Ma davvero si può pensare il Risorgimento in chiave anticattolica? Oppure al contrario pensare la Chiesa di Roma, con tutti i suoi membri, soltanto come un freno alla creazione di una forte identità italiana?
Anche a volersi aggrappare disperatamente, come fa la pamphlettistica su entrambi i fronti, al Sillabo di Pio IX o alle scelte filo massoniche di Casa Savoia, risulta evidente che entrambe le visioni sono forzature storiche inaccettabili. Uno dei modi più semplici per rendersene conto è leggere La fragile concordia. Stato e cattolici in centocinquant’anni di storia italiana di Andrea Tornielli (Rizzoli pagg. 220, euro 9,80). Tornielli racconta più di un secolo e mezzo di rapporti tra il nostro Paese (o gli staterelli suoi predecessori) e la Santa sede, mettendo in luce come sia avvenuto di tutto ma non certo una contrapposizione totale tra il mondo dei laici e i Sacri palazzi. Quella è esistito solo nella fantasia dei radicali di entrambi i fronti. Uno degli argomenti su cui Tornielli insiste, sin dall’introduzione, con dovizia di particolari e citazioni puntuali, è il fatto che il Risorgimento «pur avendo innegabili accenti anticattolici, vide la partecipazione di preti e frati, come pure vescovi illustri che sostennero la posizione conciliatrice, contestando l’atteggiamento della Santa sede».
Anzi, è impossibile non vedere che alla base dei moti c’è anche una tenace radice neoguelfa che, anche se non ha attecchito pienamente, è rimasta comunque, da Gioberti in poi, tra i collanti della nazione. Senza contare che ormai le posizioni ufficiali della Chiesa sono chiarissime, basti pensare alla presenza del cardinale Bertone, segretario di Stato Vaticano, alla commemorazione della Breccia di Porta Pia o agli scritti del cardinale Giacomo Biffi: «Il Risorgimento non può ricevere, entro la lunga storia d’Italia, una valutazione negativa. Noi anzi... ameremmo qualificarlo come “provvidenziale”».
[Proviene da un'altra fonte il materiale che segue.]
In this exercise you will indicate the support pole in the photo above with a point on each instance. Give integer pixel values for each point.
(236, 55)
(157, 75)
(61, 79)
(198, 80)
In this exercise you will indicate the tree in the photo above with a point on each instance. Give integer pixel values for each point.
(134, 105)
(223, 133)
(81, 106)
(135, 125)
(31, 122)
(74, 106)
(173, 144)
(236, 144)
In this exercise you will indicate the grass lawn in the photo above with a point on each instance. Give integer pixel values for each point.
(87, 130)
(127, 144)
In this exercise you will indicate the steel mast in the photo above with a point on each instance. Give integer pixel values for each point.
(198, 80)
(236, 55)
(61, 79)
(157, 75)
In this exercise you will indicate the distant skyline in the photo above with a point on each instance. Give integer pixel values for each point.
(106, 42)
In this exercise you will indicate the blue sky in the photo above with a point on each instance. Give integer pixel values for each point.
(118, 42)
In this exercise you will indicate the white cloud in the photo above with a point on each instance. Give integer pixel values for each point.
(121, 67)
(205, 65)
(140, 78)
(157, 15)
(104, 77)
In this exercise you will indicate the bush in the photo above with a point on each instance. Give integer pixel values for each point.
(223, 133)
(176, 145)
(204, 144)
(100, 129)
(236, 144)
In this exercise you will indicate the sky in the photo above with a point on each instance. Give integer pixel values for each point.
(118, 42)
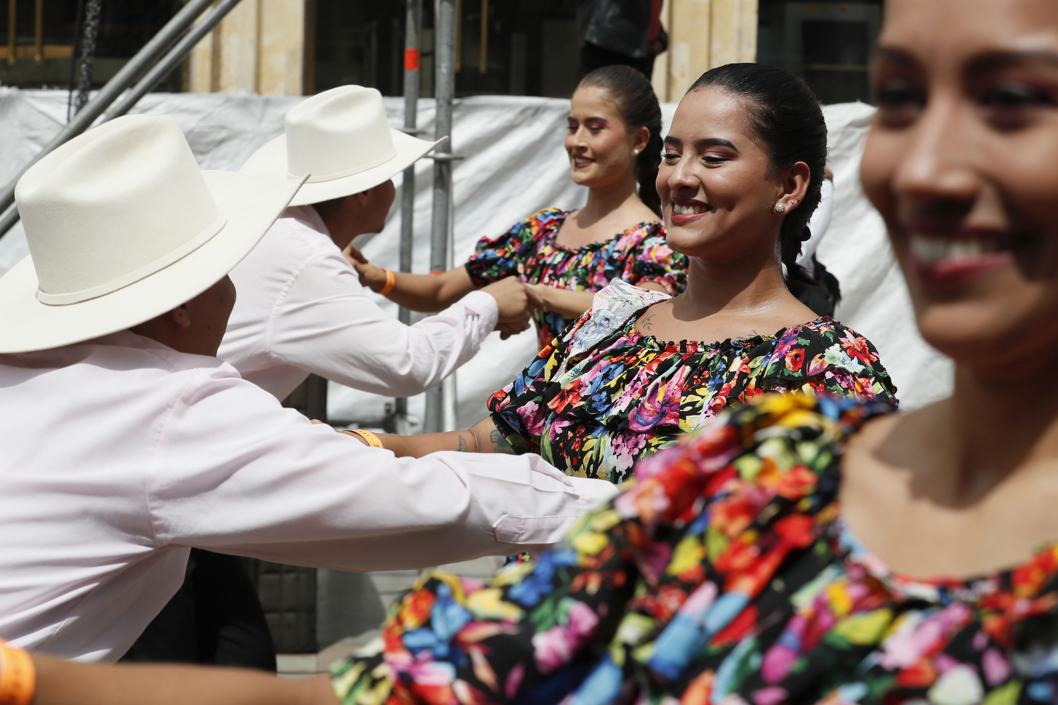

Ma non solo Risorgimento. Tornielli nel suo saggio ricostruisce tutte le fasi del rapporto tra Italia e Stato pontificio sino all’oggi e al governo Berlusconi.

E nel far questo pone l’accento su quel partito unico dei cattolici che, piaccia o non piaccia, ha caratterizzato un cinquantennio di storia repubblicana, contribuendo a rendere la democrazia se non costume diffuso, almeno un valore politico da enunciare. Non è poco, e ha contribuito a saldare il Paese che era stato stiracchiato dalle ideologie totalitariste, fasciste o comuniste che fossero.